Belluno, 13 ottobre 2023 – Tre questioni sollevate dalle opposizioni in consiglio comunale di Belluno attraverso le interrogazioni. Le prime due a firma del consigliere Rasera Berna e la terza dall’ex sindaco Massaro.
“Premesso che dall’inizio dell’anno scolastico si sono verificati numerosi e gravi disservizi
riguardanti il servizio di trasporto pubblico affidato a Dolomitibus spa – scrive l’avvocato Francesco Rasera Berna – che tali disservizi hanno comportato la cancellazione di numerose corse, che tale situazione ha creato gravi disagi agli utenti, interroga il sindaco e l’assessore competente per sapere quali iniziative siano state intraprese per risolvere tale situazione e richiamare la ditta al rispetto dei propri obblighi”.
La seconda interrogazione presentata da Rasera Berna riguarda il regolamento delle frazioni e dei capifrazione. “Avendo appreso che sarebbe in dirittura di arrivo il nuovo regolamento riguardante le frazioni ed i capifrazione appreso altresì che si tratterebbe di circa la metà delle frazioni a suo tempo istituite dalla Giunta Comunale dato atto che la disciplina riguardante l’istituzione delle frazioni, oltre che essere prevista dallo Statuto, appare essere tuttora regolata dalla legge 1228/1954 all’art.9 interroga il sindaco e l’assessore competente per sapere se si intenda ottemperare alla predetta previsione normativa, quali passi siano ritenuti necessari e quali tempi siano ipotizzati per effettuarli”.

“Perché vengono rimandati a casa i bambini che dovevano essere inseriti in asilo nido?
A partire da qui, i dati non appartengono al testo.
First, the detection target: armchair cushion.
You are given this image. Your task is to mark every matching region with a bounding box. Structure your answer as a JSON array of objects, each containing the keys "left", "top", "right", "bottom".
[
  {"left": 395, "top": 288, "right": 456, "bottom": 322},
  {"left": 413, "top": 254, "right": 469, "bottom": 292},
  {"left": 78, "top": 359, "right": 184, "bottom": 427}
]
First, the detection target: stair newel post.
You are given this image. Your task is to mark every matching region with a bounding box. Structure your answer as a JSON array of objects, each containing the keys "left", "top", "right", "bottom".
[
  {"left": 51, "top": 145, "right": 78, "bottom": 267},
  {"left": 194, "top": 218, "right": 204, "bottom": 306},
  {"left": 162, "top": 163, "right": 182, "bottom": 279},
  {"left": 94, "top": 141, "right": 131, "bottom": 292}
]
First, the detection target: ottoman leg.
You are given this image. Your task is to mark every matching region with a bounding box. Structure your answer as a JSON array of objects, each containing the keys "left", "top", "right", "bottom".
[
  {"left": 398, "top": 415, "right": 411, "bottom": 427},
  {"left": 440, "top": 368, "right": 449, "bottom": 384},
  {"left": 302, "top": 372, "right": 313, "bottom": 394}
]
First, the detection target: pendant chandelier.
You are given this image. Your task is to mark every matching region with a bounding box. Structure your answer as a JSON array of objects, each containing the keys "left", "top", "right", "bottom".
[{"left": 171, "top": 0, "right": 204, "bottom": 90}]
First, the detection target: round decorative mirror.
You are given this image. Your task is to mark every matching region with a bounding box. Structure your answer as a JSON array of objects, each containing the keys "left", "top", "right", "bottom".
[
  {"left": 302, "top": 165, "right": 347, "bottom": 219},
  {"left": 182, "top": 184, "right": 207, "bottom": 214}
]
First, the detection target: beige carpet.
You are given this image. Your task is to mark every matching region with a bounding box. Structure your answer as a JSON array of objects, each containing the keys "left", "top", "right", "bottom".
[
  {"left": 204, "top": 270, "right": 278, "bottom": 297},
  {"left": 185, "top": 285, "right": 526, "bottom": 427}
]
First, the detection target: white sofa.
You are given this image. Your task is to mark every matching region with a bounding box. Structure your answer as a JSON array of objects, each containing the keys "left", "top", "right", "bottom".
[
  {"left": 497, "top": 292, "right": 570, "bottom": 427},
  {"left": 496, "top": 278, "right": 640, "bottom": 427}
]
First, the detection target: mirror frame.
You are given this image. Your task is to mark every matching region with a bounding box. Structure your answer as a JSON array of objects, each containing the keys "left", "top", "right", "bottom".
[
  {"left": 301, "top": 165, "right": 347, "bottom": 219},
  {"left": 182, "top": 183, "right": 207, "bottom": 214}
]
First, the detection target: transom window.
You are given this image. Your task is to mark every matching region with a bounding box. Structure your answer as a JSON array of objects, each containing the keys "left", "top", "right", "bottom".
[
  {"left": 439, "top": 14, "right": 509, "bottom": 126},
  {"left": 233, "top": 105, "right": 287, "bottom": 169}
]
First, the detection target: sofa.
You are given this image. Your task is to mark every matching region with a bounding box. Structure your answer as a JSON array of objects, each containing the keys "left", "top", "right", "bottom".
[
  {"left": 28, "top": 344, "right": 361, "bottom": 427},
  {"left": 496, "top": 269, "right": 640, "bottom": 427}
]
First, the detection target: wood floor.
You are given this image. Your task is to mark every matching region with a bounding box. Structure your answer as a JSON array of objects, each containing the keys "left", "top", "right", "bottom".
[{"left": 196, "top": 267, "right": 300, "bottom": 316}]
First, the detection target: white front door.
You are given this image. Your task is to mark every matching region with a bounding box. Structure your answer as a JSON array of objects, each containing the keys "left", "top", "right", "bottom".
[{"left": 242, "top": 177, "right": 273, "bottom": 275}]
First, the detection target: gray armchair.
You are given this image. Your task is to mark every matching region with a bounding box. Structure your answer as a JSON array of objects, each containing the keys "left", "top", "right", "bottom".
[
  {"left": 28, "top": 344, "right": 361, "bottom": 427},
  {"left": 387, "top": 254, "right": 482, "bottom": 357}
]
Lo chiede Jacopo Massaro, consigliere di minoranza nell’interrogazione che così prosegue. “Premesso che:
– nei primi giorni di ottobre il Comune di Belluno ha inviato una lettera ai genitori che erano in attesa dell’inserimento del proprio figlio nell’asilo nido comunale “Piccolo girasole” nella quale si comunica che i bambini non saranno inseriti perché manca il personale necessario;
– tale comunicazione è giunta (senza neppure una telefonata!) come un fulmine a ciel
sereno, perché incide negativamente sulla conciliazione familiare e sulla
erogazione di un servizio educativo fondamentale per i bambini e la Città;
– nella lettera inviata, il Comune giustifica le mancate assunzioni con l’impossibilità di
bandire i concorsi a causa del famigerato DL Alluvioni 61/2023;
– tuttavia, a metà luglio è stato approvato un emendamento redatto da ANCI che
rende non più obbligatoria, ma facoltativa, la possibilità di bloccare i concorsi;
– a seguito di ciò, appare evidente che la procedura concorsuale poteva essere
bandita già a metà luglio (e potenzialmente anche il mese prima, se
l’Amministrazione – come tante altre in Italia – avesse aderito all’interpretazione di
ANCI, che suggeriva di continuare con le procedure concorsuali);
– appaiono quindi sconsiderate le scelte discrezionali di non provvedere comunque
alla copertura dei posti necessari e di attendere 4 mesi per avvisare le famiglie del
disservizio;
Tutto ciò premesso, il sottoscritto Consigliere chiede:
1. quali siano le motivazioni che abbiano spinto l’Amministrazione a tale scelta
discrezionale che carica le famiglie di un ulteriore problema di conciliazione
familiare e priva bambini e Città di un servizio fondamentale;
2. quali siano le motivazioni che hanno spinto l’Amministrazione a effettuare tale
comunicazione alle famiglie solo ai primi di ottobre se già dal 1° giugno era noto il
testo del DL alluvioni;
3. quali e quante siano le qualifiche oggi mancanti presso l’Asilo nido comunale per
accogliere il numero massimo di bambini;
4. se e quando i concorsi necessari verranno effettuati;
5. se l’Amministrazione abbia bloccato i concorsi per addivenire ad una esternalizzazione del servizio, che sarebbe scelta sciagurata giacché oggi – a differenza del passato – non esiste alcuna norma che obblighi a ciò”.